Non-selected: Changpeng Zhao ($62.9B, crypto—low Canadian ties); Tobi Lütke ($8.9B, Shopify—tech innovation potential).


Strategic Actions and Projected Impact

Aligning with Reset phases:

Phase 1: Starve the Parasite (2-4 Years)

  • Tax Activism: Mass filings demanding audits (e.g., Thomson's $240M avoidance); join C4TF petitions (89% support).
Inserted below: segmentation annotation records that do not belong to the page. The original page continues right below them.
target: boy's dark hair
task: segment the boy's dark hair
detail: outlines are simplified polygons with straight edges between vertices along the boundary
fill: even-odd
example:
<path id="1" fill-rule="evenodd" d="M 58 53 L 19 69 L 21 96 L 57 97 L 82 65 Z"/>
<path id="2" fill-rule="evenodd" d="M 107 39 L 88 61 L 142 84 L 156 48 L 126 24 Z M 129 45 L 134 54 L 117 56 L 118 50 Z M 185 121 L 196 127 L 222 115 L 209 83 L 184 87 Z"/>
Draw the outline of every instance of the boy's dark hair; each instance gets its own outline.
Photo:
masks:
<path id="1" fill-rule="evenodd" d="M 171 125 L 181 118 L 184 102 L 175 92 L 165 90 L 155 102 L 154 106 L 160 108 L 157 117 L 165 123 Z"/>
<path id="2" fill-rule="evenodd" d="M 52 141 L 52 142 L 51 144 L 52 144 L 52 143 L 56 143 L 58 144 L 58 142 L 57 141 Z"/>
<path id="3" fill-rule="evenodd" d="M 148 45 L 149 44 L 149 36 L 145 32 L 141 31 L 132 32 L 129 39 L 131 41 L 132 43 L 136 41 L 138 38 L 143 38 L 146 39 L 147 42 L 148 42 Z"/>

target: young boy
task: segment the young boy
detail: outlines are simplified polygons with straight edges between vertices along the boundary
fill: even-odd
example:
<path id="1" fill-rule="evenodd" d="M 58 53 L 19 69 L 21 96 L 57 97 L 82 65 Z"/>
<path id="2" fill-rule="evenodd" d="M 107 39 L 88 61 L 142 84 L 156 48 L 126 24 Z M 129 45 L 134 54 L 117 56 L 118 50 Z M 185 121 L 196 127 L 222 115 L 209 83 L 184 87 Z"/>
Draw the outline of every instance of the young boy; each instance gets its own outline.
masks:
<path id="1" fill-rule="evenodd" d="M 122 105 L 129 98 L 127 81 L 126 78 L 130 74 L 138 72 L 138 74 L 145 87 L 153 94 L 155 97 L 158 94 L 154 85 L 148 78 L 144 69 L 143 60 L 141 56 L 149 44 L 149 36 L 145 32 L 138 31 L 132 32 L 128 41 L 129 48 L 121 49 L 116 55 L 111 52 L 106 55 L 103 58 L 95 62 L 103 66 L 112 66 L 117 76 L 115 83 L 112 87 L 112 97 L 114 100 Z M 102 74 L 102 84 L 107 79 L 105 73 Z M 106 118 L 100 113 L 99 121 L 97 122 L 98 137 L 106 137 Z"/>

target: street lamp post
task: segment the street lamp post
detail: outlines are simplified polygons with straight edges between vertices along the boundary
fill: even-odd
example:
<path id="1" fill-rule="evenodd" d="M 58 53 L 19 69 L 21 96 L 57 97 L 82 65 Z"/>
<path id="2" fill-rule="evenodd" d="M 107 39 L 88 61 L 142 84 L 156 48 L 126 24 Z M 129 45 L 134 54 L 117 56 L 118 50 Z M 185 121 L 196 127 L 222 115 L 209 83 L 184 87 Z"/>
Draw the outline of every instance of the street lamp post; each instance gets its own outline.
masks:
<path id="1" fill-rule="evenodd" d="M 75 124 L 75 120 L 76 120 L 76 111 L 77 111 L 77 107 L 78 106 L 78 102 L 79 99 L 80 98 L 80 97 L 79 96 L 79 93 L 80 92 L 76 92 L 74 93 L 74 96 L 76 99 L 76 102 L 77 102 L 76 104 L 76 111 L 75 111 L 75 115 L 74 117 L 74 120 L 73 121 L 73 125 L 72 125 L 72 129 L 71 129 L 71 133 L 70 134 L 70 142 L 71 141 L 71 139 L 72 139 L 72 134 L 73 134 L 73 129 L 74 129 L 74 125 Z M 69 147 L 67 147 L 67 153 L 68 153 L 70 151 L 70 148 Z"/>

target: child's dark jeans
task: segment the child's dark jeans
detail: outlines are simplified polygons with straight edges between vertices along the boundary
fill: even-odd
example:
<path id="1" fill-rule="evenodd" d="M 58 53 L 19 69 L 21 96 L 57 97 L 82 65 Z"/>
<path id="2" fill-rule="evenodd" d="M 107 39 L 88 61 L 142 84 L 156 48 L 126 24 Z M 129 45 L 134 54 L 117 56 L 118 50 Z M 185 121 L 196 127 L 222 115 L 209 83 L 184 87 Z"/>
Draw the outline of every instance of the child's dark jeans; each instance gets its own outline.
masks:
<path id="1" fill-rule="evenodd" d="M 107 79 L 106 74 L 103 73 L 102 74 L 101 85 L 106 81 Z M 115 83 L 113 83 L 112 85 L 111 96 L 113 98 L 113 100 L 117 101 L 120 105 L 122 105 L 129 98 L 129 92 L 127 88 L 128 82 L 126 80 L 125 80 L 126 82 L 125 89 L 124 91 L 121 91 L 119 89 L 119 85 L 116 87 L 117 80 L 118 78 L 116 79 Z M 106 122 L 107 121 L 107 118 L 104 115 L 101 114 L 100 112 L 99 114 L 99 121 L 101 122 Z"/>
Projected: $2-3B immediate revenue.
  • Boycotts: Shift $5T deposits from Big 5 (financing Katz/Wilson); target Lululemon/Mattamy sales (-10% YoY).
  • Union Drives: 5M workers via Unifor at Couche-Tard/Mattamy; card-check in BC/Québec.

Phase 2: Flood the Zone (4-8 Years)

  • Taxes: Provincial wealth/land levies (BC model: $30B/year); vacancy penalties force Fidani/Pattison sales to CLTs.
  • Ownership Tsunami: Colorado-style equity mandates for Gilgan builders; CWCF funds 1K co-ops from retail divestments.
  • CLTs: Acquire 10K units from speculative holdings (e.g., Wilson's Vancouver sites).

Phase 3: Make Wealth Worthless (8-20 Years)

  • Citizens' Fund: 2-3% TSX tax on Thomson/Pattison assets → $2-4K dividends/citizen; fund owns 40% market share.
  • Helicopter Reform: Direct stimulus from recovered taxes ($39B/year) to bottom 80%, bypassing Cantillon effect.

Impact Projections

Based on OECD/C4TF models:

  • Wage Share: +4-6% via unions ($50B to workers).
  • Housing: 60M affordable units via CLTs (Burlington VT precedent).
  • Emissions: -20% luxury CO2 via jet/yacht taxes.
  • Inequality: Top 1% share from 25% to 18% (post-WW2 Canada trajectory).

Risks and Mitigations

  • Legal Backlash: Offshore flight (e.g., to Dubai); mitigate via global coordination (#99ResetUS for extradition pressure).
  • Media Smear: Thomson control; counter with Ricochet co-ops.
  • Economic Blowback: Job losses in targeted firms; offset via co-op transitions (Québec model: 10K new by 2035).

Conclusion

Focusing on these seven billionaires operationalizes the 99% Reset in Canada, transforming $324B in concentrated wealth into democratic assets. This is not punishment but rebalancing: Their fortunes, built on public infrastructure and dodged taxes, fund the very systems (unions, CLTs, funds) that render them irrelevant.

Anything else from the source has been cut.